Jesús Serrano Aldape
¿Qué me hizo alejarte? Quizás tedio, después de todo. La constante negativa a un
respecto, tu diente reluciente; los ojos prodigándome extrañeza y después sólo un golpe
seco de la puerta enfrente de mis narices. Bien, ahora rodearé el porche naranja, desde
aquí levantaré las puertas del sótano y entraré a hurtadillas, no me dejas otra opción. Está
tan oscuro. Ni tu padre ni tu madre bajan muy seguido a este húmedo sitio que les sirve
para arrumbar el viejo televisor o las lámparas que ya no sirven.
Me aventuré subiendo la pequeña escalera, daba cada paso con cuidadoso sigilo
sobre la madera apolillada y rechinante. Pude escuchar tu voz detrás de la puerta.
— ¡Es un imbécil mamá!, primero viene oliendo al perfume de alguna barata, y luego
me pide que sea su esposa.
Tuve tiempo en pensar aquello del olor. Irremediablemente mi nariz olisqueó el
gabán que traía puesto y detecté la fragancia que aquella dependienta me fue a insertar
en la ropa ante mi incapacidad de rechazarle.
Estuve a punto de salir a aclararle. Mas cuando mi mano giraba el picaporte me
detuve, ella seguía hablando:
— Cree que no me doy cuenta mamá. Revisé su correo electrónico el otro día y
había muchos mensajes de una tal Greta Grey.
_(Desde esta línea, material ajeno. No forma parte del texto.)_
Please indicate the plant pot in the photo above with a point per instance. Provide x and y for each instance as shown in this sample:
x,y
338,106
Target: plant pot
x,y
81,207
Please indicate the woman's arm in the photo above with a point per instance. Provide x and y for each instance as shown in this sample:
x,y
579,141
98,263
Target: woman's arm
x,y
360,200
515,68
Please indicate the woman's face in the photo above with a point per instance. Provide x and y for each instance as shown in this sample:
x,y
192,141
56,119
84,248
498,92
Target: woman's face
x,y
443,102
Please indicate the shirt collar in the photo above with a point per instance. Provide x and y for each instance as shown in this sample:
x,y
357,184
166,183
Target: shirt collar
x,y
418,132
Me llevé las manos al cuello de la aprensión. Era lógico que no se había molestado
en leer ningún mensaje, y no se había dado cuenta que durante tres meses una tal Greta
Grey me había tratado de vender una membresía para un club de golf.
Su madre la calmaba:
—Siempre le vi malas intenciones a ese muchacho.
Suspiré. Lo primero que haría si ella aceptaba casarse conmigo sería precisamente
alejarla de la perniciosa influencia de su madre.
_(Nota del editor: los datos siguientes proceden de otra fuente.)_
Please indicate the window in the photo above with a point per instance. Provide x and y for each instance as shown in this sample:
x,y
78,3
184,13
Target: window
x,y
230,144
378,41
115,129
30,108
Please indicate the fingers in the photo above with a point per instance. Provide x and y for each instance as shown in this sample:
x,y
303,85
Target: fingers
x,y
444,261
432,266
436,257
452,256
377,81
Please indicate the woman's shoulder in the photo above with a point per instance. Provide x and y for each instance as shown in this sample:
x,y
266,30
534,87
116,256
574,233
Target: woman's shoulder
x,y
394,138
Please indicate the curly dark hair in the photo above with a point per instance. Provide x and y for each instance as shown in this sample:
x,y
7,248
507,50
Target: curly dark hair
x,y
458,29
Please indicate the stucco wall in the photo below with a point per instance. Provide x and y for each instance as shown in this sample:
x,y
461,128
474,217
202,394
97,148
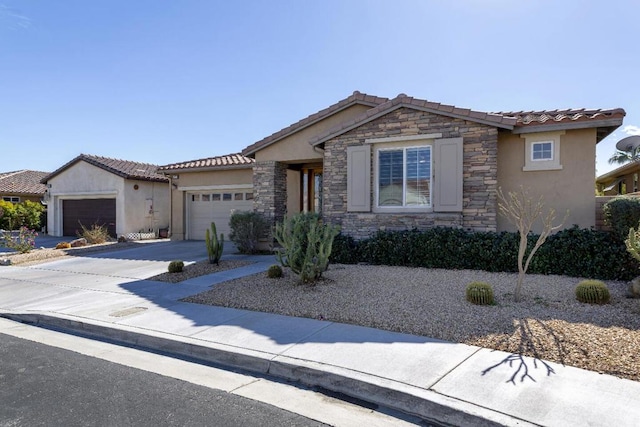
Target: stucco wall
x,y
83,181
296,148
479,174
145,208
200,180
572,188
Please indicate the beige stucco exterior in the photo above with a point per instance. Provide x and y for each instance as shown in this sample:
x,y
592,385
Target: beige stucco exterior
x,y
295,148
570,188
201,180
136,209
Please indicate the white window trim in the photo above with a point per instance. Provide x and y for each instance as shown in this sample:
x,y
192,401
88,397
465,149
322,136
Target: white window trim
x,y
533,144
401,143
531,165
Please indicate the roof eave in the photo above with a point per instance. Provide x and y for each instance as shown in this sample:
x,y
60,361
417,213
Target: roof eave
x,y
358,123
247,152
205,169
612,123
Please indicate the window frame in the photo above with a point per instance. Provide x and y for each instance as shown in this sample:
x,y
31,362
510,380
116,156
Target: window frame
x,y
403,146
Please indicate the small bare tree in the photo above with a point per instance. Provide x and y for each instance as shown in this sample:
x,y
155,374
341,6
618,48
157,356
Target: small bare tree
x,y
520,210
—La señora Glad me contó que engatusó a su sobrina y luego no hubo boda.
Ella ahogó un lamento. Manipulaba la sartén metálica con gran rabia. Un lapso de
silencio arriba. Luego la voz de su madre confortándola.
—Yo te lo advertí hija, pero tú nunca me haces caso. Ella no respondió, sólo siguió
manipulando las ollas y utensilios de cocina.
Me quedé en vilo, con la cabeza recargada en la puerta, los brazos a los lados
balanceándose y la pierna derecha un escalón abajo.
Esperé en el alma que no olvidara tan pronto los momentos que pasé con ella. El
cine los sábados. El domingo los arrancones y el resto de la semana nuestra cita en el
hotel Clingston...
—Hija, seca esas lágrimas. Te prepararé el pastel de albaricoques que tanto te
gusta. Anda, ve por las conservas.
Mi oído reposaba sobre la puerta cuando escuché que alguien intentaba abrirla.
Sujeté el picaporte con fuerza.
—Mamá, no puedo abrir. La voz de su madre se hizo audible, como si me vociferara
en la oreja. Sentí cómo mi mano cedía ante la enorme fuerza de la manaza de su madre.
Pero luego hice aplomo de fuerzas escondidas y logré mantener el picaporte en su sitio.
—Será mejor que vayas por tu padre. Esa puerta siempre se atora.
Cuando escuché que ella se alejaba, bajé rápidamente los escalones en busca de
un escondrijo. Me las arreglé entre unos anaqueles y un escritorio ruinoso, hogar probable
de miles de bichos.
“Luego está lo que me haces sentir, no pares nunca porque muy en el fondo desde
el primer momento me imaginé que lo hacíamos, sin preguntarnos los nombres”.
No lo podía evitar. Recordaba tus palabras.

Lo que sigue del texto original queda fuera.